DataMarket blog

Data, visualization and startup life

Data and Visualization: Predictions for 2011

with 9 comments

A lot of my time these days goes into planning DataMarket‘s efforts in the new year. An essential part of that is trying to grasp the major trends in areas that matter to us.

DataMarket is building an active marketplace for statistics and structured data. We believe in a “visual data exploration” approach, meaning that users’ first experience with any data is a visualization that should provide a quick overview of what the data is all about, then allowing users to dig deeper to see the raw numbers, download the data in various formats, embed it in other web content or connect to the data live using our API.

This vision, and our goals for the coming year – including our launch of an international data offering – frame the topics that I’ve been thinking about. For links to broader predictions in the fields of Big Data and Data-as-a-Service see the bottom of this post.

That said, here are the things I believe will shape our key areas of interest in 2011:

Data Markets

Data markets will become widely accepted as an emerging field.

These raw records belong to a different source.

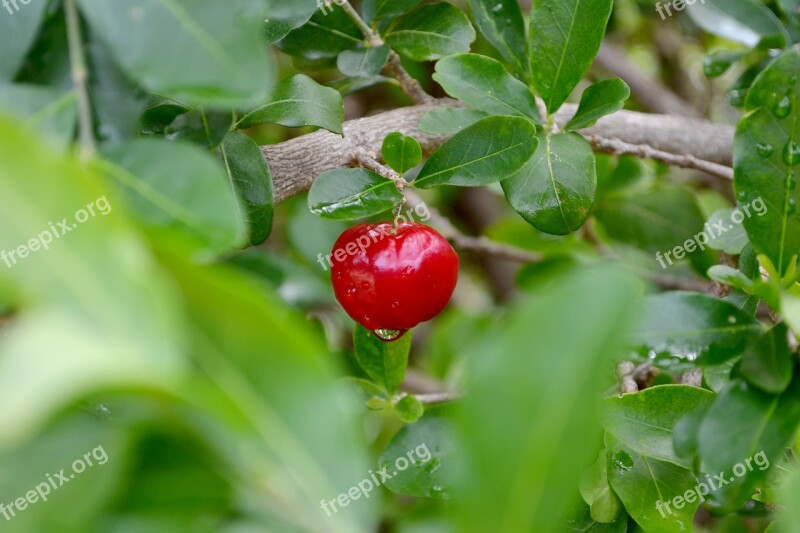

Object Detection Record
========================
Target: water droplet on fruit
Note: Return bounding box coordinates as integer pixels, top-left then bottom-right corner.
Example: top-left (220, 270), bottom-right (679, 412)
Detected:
top-left (756, 144), bottom-right (775, 159)
top-left (783, 141), bottom-right (800, 167)
top-left (372, 329), bottom-right (408, 342)
top-left (772, 96), bottom-right (792, 118)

I’ve previously defined these as “Services that make it easy to find data from a range of secondary data sources, then consume or acquire the data in a usable – and often unified – format. Several of these services are trying to create marketplaces for data, envisioning that data providers can offer their data sets for sale to data seekers.” I used the analogy of “Amazon-for-data”, but I see that others have started using “Data app stores”, which may in fact be closer to home. With at least 8-10 efforts to build such services, some already with significant VC backing or led by large corporations, the space is heating up.

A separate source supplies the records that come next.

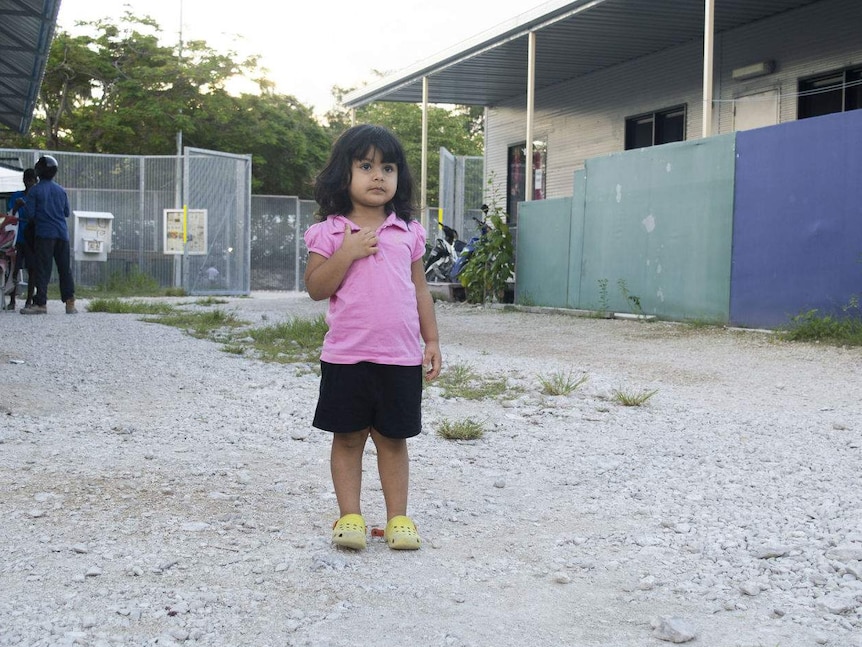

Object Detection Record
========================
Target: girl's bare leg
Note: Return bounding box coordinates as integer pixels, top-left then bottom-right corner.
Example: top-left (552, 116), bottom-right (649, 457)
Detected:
top-left (329, 429), bottom-right (369, 517)
top-left (371, 429), bottom-right (410, 521)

I believe we’ll see many of these services differentiate themselves in 2011 by focusing on specific types of data. There are definitely opportunities in building specialized data markets for geospatial data, for statistics and for enormous scientific data sets – to name a few types – and each comes with their own challenges, target audiences and preferred approaches. In the spirit of doing one thing and doing it well, I think most of these projects will want to see success in one such segment of the market before generalizing – or consolidating.

Chart solutions

A couple of chart solutions will separate themselves from this important, but crowded space by maturing and gaining a large developer following.

My bet is on open-source, HTML5 compatible, vector based solutions written in JavaScript. We have been using a commercial, Flash-based solution called amCharts up until now. When we started our development in early 2009, this was simply the best option given our early requirements that mainly involved rich interactivity on the UI side.

As our application has matured, our requirements have expanded:

  • We need more control to fix bugs, control the look and feel and implement features that are not supported by default in amCharts (or other similar solutions for that matter) = Open source.
  • We need to support iPad, iPhone and other devices and software that don’t run Flash + we kind of like standards = HTML5
  • We need to be able to render beautiful charts for high-resolution printing and bitmaps alike = Vector based
  • We still need a rich, interactive UI = JavaScript
  • We also need to be able to run the code both client and server-side, which has led to some serious experimentation with Node.js = JavaScript again

Based on these (and other) requirements, we are betting heavily on Protovis, a brilliant solution written by Mike Bostock and Jeff Heer of the Stanford Visualization Group. The drawback is lack of support for Internet Explorer 7 and 8 – something that can by no means be ignored for a business-oriented solution with a broad target audience – but we believe we’ve found suitable workarounds.

Other projects that I believe might rise above the rest are Highcharts and possibly gRaphaël or other Raphaël-based solutions. Here’s a list of alternatives (and another one).

Data journalism

Online media, data journalists and bloggers will increasingly use ready-made or reusable technologies to enrich their stories with data, data visualization and charts.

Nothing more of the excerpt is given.